Gwen ficou surpresa com o repentino pedido de casamento. Ela gostava muito de Snake, mas não podia casar com uma serpente, era absurdo. Nas vezes seguintes, Snake tornou a fazer o pedido de casamento, mas Gwendolyn tentava fazê-lo entender que era impossível que uma humana se casasse com uma serpente, nunca daria certo. Mas Snake sempre dizia que bastava ela aceitar e ela se transformaria em uma e os dois poderiam ficar juntos.

Gwendolyn realmente amava Snake, e sentia-se tão sozinha e infeliz na casa em que morava, que começou a achar que não seria uma má ideia virar uma serpente. Não estaria só, teria Snake ao seu lado.

Um dia antes de voltar até a fonte, Gwen criou coragem e foi pedir um conselho a sua senhora. E contou-lhe sobre a serpente que encontrara na fonte e que ela lhe pedira em casamento. A mulher achou que a jovem tinha finalmente ficado louca, e tentando fazer troça da cara dela, falou:

– Da próxima vez que for falar com a serpente e ela lhe pedir em casamento, aceite! Oh, sim. Ouvi dizer que serpentes dão ótimos maridos. Que melhor pretendente uma menina pobre e sem instrução poderia encontrar? Não espera que nós a criemos para sempre, não é? Uma hora a mulher tem que casar e ter sua própria família.

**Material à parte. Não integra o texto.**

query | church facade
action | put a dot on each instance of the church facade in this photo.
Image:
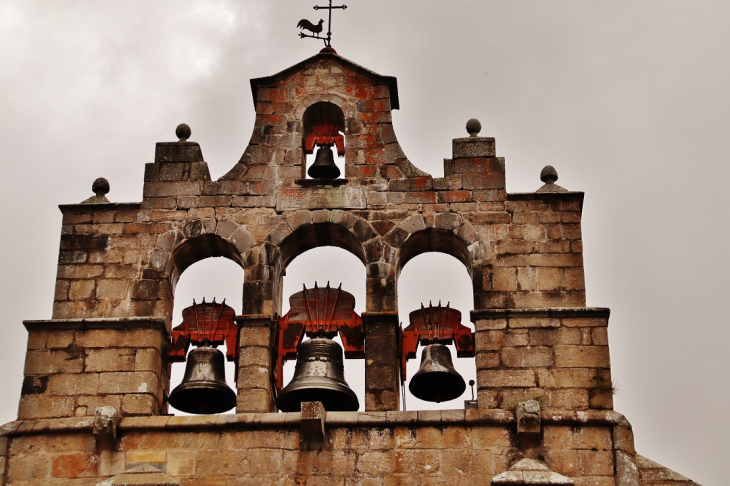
(94, 406)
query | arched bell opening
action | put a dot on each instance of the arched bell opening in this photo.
(319, 266)
(202, 353)
(323, 142)
(441, 284)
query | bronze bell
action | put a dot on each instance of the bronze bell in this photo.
(437, 380)
(324, 164)
(319, 376)
(203, 389)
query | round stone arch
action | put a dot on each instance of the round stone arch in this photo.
(347, 107)
(444, 233)
(197, 248)
(435, 239)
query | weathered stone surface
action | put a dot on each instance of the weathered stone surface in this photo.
(325, 198)
(119, 264)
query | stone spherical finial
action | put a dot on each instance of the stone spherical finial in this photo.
(100, 187)
(548, 174)
(473, 127)
(183, 132)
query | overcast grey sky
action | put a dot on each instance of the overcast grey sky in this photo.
(627, 99)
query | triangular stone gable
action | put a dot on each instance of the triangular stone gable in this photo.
(530, 472)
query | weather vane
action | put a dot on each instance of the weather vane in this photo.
(316, 29)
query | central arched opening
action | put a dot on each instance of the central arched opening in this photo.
(337, 266)
(323, 138)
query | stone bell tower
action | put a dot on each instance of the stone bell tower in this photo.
(94, 408)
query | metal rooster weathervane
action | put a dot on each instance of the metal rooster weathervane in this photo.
(316, 29)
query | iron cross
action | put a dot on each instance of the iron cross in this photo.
(316, 29)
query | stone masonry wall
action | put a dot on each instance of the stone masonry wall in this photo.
(394, 448)
(558, 357)
(105, 345)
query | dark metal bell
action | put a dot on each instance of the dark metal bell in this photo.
(324, 165)
(437, 380)
(203, 389)
(319, 376)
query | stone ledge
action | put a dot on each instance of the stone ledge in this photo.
(93, 208)
(154, 323)
(426, 418)
(554, 312)
(545, 196)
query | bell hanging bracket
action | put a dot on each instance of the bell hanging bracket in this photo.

Convencida pela mulher, Gwendoly foi até a fonte, decidida que estava fazendo a escolha certa. Afinal, amava Snake e ele sempre lhe tratara com muito carinho. Assim que chegou a fonte, o chamou, e logo a serpente branca apareceu ao lado do poço, surpreso com a visita em dia inesperado.

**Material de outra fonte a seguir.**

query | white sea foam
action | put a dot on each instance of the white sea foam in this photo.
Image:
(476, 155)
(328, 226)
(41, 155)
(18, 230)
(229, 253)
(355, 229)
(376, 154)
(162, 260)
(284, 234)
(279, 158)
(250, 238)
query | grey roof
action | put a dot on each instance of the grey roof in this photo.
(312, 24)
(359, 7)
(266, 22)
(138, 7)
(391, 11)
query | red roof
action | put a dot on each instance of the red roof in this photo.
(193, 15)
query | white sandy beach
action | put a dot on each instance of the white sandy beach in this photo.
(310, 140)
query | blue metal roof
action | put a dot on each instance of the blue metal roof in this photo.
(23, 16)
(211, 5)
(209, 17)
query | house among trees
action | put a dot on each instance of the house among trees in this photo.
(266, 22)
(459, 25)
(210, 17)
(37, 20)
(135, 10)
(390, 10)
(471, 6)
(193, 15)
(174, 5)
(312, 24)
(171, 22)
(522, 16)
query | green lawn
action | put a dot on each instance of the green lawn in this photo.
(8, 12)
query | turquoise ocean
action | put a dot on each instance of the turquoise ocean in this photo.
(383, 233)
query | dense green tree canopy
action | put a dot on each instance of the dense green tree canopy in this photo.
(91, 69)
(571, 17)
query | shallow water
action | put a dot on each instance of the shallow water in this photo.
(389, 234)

– Eu aceito ser sua esposa, Snake.

– Tens certeza disso? Passará o resto da vida como uma serpente e viverá dentro de um poço.

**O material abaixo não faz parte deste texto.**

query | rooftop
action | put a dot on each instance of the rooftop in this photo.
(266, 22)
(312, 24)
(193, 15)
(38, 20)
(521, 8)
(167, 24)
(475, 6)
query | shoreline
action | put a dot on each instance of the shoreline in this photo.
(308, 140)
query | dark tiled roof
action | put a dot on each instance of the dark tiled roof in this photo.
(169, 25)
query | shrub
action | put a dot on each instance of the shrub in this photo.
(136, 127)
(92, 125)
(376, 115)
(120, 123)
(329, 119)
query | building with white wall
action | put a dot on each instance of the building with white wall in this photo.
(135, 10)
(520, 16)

– Você é o único que me ama de verdade, e eu o amo também. É o que basta.

– Para ser esposa de Snake, basta que entre no poço – disse a serpente cautelosamente.

Gwendolyn passou as duas pernas para dentro do poço e segurando-se na corda do balde, foi descendo devagar. Até que a luz se tornasse sombra, até que o calor do sol se tornasse no frio, até seus pés mergulharem na água gélida.

– Cheguei ao fundo, Snake; mas não vejo nada.

– Agora eu sei que você me ama de verdade. Vir até aqui por causa de Snake, que loucura!

A voz ecoava nas paredes de tijolos.

– Feche os olhos, Gwen. Você aceita ser minha esposa?

– Sim.

Ela respondeu tremendo de frio. Sentiu lábios tocarem os seus. Fechou os olhos quando braços envolveram o seu corpo e quando os abriu novamente, viu a sua frente um jovem bonito de cabelos brancos como a neve e pele escamosa como a de uma serpente. Sorria para ela.

– Snake?!

– O próprio. Veja; sua nova casa – Snake falou. Gwendolyn virou-se e viu que não estava mais dentro do poço, mas no pátio de uma grande mansão. – Aqui você não precisará servir ninguém.

– O quê? Como?

– Eu queria encontrar alguém que me amasse pelo que eu sou. Que não se importasse com minha aparência, que não ligasse para o que eu possuía. Você é gentil, humilde e verdadeira. Você merece ser feliz, Gwen.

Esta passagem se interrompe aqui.